The bill reauthorizing the State Children's Health Insurance Program that the House of Representatives passed yesterday will extend health coverage to an additional 4 million lower-income kids over the next 4 1/2 years, bringing the total to 11 million. The Senate expects to take up a similar measure today, paving the way for Barack Obama to sign the bill soon after taking office.
The present bill is an important first step in making good on Obama's campaign pledge to cover all Americans. It allows states to waive the five-year waiting period for children of legal immigrants that has prevented an estimated half million from getting coverage. And the bill provides for $100 million in grants to encourage states to streamline and simplify outreach and enrollment. This is critical. Yearlong waiting periods and onerous documentation requirements have discouraged eligible kids from obtaining coverage in some states. "We need to get rid of barriers to getting enrolled and staying enrolled," says Susan Gates, general counsel for the Children's Defense Fund.
But there are still going to be roughly 5 million kids without health insurance once SCHIP passes, primarily those from families that make too much money to qualify for subsidized coverage. In many states, "too much" means anything over 200 percent of the federal poverty level, or roughly $40,000 for a family of four.

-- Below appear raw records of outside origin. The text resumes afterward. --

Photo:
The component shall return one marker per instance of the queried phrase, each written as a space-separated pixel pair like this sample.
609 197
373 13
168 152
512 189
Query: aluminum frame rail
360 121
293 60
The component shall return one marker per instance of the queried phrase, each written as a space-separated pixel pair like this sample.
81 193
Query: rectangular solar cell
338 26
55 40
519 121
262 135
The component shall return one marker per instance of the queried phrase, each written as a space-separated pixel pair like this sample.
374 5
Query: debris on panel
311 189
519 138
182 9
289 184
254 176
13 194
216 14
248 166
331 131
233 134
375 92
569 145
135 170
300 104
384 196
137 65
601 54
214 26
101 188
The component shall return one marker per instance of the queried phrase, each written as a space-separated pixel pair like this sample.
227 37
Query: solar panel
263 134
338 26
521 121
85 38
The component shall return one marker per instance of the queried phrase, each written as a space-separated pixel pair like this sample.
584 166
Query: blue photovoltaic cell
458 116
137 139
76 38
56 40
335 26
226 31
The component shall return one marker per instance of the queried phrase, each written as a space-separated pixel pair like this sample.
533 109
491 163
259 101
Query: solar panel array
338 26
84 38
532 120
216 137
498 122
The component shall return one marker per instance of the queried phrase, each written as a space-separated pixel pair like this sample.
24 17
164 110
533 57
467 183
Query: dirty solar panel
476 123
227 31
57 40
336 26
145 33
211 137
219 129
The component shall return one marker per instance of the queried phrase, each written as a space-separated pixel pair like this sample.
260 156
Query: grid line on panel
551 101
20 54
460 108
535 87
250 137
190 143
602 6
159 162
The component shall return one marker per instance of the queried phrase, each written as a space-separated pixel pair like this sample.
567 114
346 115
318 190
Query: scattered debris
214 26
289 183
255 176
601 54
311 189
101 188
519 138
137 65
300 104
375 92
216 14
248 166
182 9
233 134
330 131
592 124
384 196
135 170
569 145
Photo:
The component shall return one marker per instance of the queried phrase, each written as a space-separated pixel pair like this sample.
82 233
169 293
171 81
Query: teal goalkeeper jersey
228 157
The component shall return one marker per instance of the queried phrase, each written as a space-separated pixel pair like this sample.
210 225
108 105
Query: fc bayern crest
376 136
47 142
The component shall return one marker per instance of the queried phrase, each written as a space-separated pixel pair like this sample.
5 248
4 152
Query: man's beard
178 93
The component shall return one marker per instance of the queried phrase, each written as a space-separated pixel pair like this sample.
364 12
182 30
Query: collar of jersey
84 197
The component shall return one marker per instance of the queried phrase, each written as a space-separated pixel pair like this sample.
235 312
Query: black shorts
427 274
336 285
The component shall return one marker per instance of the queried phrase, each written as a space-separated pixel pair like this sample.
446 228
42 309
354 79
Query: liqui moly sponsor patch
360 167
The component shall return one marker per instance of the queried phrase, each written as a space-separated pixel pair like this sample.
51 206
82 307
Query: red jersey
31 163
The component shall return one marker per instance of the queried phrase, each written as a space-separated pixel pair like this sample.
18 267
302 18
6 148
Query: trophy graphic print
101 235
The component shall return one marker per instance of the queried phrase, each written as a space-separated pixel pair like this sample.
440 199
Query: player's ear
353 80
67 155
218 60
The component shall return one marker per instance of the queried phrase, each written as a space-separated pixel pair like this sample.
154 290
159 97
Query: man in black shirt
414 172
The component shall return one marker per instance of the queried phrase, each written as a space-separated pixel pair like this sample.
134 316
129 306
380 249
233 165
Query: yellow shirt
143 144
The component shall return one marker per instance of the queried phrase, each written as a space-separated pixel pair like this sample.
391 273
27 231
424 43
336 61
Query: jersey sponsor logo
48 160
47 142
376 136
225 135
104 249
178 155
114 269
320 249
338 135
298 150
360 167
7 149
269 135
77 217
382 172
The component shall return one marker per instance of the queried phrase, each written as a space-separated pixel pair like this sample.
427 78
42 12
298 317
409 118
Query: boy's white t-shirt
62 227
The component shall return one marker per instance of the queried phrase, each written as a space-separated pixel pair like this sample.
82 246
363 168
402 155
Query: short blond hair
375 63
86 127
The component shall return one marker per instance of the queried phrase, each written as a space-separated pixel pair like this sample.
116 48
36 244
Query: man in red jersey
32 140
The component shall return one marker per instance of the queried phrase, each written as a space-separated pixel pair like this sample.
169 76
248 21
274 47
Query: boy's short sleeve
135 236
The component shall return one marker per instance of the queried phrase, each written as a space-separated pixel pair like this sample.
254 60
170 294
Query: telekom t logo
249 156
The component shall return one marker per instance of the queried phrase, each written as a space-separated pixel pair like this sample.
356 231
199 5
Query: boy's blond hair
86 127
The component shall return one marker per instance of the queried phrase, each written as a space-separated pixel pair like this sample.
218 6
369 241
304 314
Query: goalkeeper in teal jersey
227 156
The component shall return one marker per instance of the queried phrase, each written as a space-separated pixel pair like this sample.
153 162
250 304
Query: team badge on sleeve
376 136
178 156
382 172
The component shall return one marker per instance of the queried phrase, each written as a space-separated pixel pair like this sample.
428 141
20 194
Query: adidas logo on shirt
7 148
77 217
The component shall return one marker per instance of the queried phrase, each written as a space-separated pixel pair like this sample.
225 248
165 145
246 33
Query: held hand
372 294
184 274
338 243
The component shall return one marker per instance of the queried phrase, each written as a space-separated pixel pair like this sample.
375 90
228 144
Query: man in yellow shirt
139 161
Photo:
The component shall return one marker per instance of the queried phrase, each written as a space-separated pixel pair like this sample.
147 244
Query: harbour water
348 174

Thirty percent of uninsured children come from such families, according to the Kaiser Family Foundation.
In a statement following the vote, Obama said, "In this moment of crisis, ensuring that every child in America has access to affordable healthcare is not just good economic policy but a moral obligation we hold as parents and citizens." True enough, but it's not clear how the remaining 5 million uninsured kids will get access to affordable healthcare. There's this: As the faltering economy causes more people to lose their jobs and their health insurance, their incomes may plummet to levels where they have the dubious good fortune of qualifying for SCHIP or other programs. And proposals that would make it easier for laid-off workers to hang on to their former employer's health benefits under federal COBRA law would help, too. Word is that the stimulus plan may include this. But the safety net isn't going to catch everyone who needs help. In the end, achieving universal coverage for all kids will probably still require a mandate that children have insurance, many experts agree. Obama has said he supports this. But we'll leave that politically combustible topic for another day.